TEHRAN, Young Journalists Club (YJC) - Kazem Gharibabadi, Iran’s representative to international organizations based in Vienna, was quoted by media as saying that the OPEC should do more to “fully protect” its member states against countries that he said were trying to politicize the group.
Gharibabadi – who was meeting OPEC Secretary-General Mohammad Barkindo - described as “illegal” a decision by the United States to restore sanctions against Iran – including those that would target the country’s oil exports within the next few months.
He said US sanctions should not become a tool at the hands of other OPEC member states to assume Iran’s share of the market.
In May, US President Donald Trump announced that he would take America out of a 2015 nuclear agreement with Iran that had seen a large portion of sanctions against the country lifted.
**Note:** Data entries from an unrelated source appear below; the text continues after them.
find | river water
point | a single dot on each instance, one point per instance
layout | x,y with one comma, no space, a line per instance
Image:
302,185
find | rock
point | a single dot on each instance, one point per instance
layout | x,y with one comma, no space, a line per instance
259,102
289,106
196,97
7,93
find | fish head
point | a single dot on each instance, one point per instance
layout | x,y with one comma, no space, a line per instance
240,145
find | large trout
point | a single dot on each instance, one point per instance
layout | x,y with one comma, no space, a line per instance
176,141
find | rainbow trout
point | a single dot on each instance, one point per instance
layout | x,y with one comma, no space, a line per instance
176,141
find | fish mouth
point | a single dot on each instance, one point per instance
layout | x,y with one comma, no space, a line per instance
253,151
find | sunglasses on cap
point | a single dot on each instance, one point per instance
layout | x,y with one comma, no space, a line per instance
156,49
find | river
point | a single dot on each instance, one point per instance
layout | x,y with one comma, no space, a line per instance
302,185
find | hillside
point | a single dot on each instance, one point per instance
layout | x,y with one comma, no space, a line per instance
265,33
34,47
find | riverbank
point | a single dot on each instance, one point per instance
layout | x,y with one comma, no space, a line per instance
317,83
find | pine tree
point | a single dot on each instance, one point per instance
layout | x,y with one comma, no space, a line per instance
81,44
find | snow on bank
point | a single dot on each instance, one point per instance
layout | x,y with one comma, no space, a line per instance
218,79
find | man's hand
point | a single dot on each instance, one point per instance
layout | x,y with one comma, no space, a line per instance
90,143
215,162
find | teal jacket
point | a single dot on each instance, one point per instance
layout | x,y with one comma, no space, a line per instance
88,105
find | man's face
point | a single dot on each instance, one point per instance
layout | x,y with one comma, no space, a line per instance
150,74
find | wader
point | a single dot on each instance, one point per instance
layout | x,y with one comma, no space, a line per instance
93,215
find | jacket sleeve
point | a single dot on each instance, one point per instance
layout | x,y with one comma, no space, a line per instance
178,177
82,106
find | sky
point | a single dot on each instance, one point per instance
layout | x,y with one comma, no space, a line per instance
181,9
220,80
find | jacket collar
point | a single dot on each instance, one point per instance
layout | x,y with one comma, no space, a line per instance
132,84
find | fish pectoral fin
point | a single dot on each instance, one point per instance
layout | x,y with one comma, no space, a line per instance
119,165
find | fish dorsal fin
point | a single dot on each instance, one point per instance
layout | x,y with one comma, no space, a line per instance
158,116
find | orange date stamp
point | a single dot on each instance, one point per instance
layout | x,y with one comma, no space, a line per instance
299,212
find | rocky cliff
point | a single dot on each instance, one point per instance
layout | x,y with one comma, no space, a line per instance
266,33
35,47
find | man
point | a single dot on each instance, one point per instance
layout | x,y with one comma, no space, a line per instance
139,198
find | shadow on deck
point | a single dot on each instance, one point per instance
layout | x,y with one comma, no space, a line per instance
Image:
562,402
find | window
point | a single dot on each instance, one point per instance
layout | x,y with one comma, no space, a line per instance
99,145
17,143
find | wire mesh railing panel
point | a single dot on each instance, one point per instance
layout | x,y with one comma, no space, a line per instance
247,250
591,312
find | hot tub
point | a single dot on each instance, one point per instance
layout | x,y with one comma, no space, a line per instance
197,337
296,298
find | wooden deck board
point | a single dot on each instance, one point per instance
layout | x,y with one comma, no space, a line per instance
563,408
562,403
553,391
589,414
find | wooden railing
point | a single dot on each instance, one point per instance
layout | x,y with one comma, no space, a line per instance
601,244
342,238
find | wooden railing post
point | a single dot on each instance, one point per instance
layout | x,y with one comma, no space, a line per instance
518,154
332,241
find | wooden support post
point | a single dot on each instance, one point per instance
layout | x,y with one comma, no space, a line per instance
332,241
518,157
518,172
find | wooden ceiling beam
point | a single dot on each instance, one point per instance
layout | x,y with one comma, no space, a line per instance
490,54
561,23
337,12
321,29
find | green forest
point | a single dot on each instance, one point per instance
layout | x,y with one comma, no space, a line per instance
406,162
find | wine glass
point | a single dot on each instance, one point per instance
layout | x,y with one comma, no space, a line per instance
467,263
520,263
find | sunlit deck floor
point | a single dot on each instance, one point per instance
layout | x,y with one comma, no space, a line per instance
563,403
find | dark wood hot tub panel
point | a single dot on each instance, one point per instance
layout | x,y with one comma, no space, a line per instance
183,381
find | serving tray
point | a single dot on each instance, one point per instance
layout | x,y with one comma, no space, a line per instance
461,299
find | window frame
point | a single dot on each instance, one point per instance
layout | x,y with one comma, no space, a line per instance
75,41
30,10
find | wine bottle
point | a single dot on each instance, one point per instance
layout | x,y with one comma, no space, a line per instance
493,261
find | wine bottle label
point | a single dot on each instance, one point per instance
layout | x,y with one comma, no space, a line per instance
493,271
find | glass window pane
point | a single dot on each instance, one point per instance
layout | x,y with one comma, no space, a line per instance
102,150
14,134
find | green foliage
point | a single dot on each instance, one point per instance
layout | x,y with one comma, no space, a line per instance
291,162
The first wave of sanctions that were restored in early August largely targeted Iran’s access to the US Dollar. The second wave that would strike in early November would target Iran’s oil exports.
Following his announcement that he would reimpose sanctions against Iran, Trump called on OPEC to pump more oil to bring down prices. Energy ministers of Saudi Arabia and Russia accordingly said in May they were prepared to increase their supplies to calm consumer worries about supply once Iran sanctions take effect.
This, however, drew the immediate reaction of the Islamic Republic.
“No other OPEC member state can take over the market share of other member states under any condition and no such authorization was ever issued during the Organization’s last Ministerial Conference,” Gharibabadi was quoted as saying by Iran’s Shana news agency.
“Besides, the technical conditions of other producers do not allow this.”
He further emphasized that OPEC needed to remain an independent organization immune to political pressures.
Gharibabadi also said all OPEC member states needed to implement the decisions of the Organization’s Ministerial Conference and avoid any interpretation of those decisions that would undermine them.
On November 4, Washington would reimpose sanctions on Iran’s oil exports and energy sectors, financial institutions conducting transactions with the Central Bank of Iran, as well as sanctions related to Iran’s port operators and shipping sectors, Reuters reported.
US officials have already said the sanctions would be meant to lower Iran’s oil exports to zero.
Iranian officials have repeatedly denounced the sanctions as illegal and have emphasized that the country would try to find mechanisms around the sanctions and keep its oil exports continuing.